The total number of dots and the difference between the two display sides were adjusted online based on the children’s performance on preceding trials by either reducing the difference after each correct trial (minimum one dot) or increasing the difference after each incorrect trial (maximum five dots). This allowed us to maintain performance close to threshold and to obtain approximately equal numbers of correct and incorrect trials. In addition, to further ensure this equal distribution of correct and incorrect trials, occasional displays with 15 dots on both sides were inserted whenever performance exceeded 60% correct of two consecutive trials. None of the participants noticed these “trick” trials (Vrtička et al., 2008; Vrtička et al., 2014).
Children were informed that they would be presented with a difficult visual task in which the goal was to give as many correct responses as possible as fast as possible, and that we would measure their performance. Children were informed that each trial would be followed by feedback consisting of a word and a face. The word would provide feedback about their performance, and the face would provide emotional evaluations from people either being “friendly” or “unfriendly” (Vrtička et al., 2008; Vrtička et al., 2014).
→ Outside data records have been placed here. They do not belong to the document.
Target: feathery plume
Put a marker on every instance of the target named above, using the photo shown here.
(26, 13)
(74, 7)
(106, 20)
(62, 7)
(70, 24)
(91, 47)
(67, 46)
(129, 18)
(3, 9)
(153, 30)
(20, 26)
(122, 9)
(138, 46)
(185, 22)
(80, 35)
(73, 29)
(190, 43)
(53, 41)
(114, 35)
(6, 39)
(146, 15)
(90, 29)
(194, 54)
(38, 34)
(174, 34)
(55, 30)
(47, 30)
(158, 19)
The exact experimental setup was as follows. Each trial began with a jittered white central fixation cross on a black screen (for 3 to 7 s; average 3.5 s), followed by a brief visual display divided in two parts with a variable number of white dots on each side of the screen (presented for 500 ms). The dot display was followed by a black screen with a variable interval (jitter of 1,000 to 1,400 ms; average 1,200 ms), during which participants gave their response; and then by the visual feedback screen (1,500 ms). Face stimuli were color photographs of 16 different individuals (eight males) from the Karolinska Directed Emotional Faces set (KDEF; Lundqvist, Flykt, & Ohman, 1998). Each face identity was assigned to one condition only (two males and two females in each of the four feedback types, counterbalanced across participants). Thus, for a given child, a given face was always seen with the same expression (either smiling or angry) and the same feedback message (either positive “Won,” or negative “Lost”) throughout the task. Each face identity was repeated eight times in the corresponding conditions, in random order, resulting in 128 trials in total per child (total duration of approximately 15 min).
Face morph
The face-morph task consisted of pictures of the child’s own face (self), their mother’s face, and age-matched unknown female faces taken from an internal database at the Center for Interdisciplinary Brain Sciences Research (CIBSR; images of current and former adult female members of CIBSR). Child, mother, and stranger female pictures were taken in front of a standardized background with all hair removed from the face, no jewelry, no makeup, and with a neutral facial expression (mouth closed). All pictures were edited to appear in black and white and to only contain the face region. Children were shown their own faces (100% self condition), faces that were morphed between their own and another (mother or stranger female) to four varying degrees (80% self/20% other; 60% self/40% other; 40% self/60% other; 20% self/80% other), and faces of their mother or a stranger female (0% self). Digital morphs between children’s own and other faces were created using FantaMorph (Abrosoft; www.fantamorph.com). To ensure attention towards the faces, a red dot between the eyes directly above the nose was added to half of the faces, and children were asked to indicate by button press on an MRI-compatible response pad whenever a dot was present.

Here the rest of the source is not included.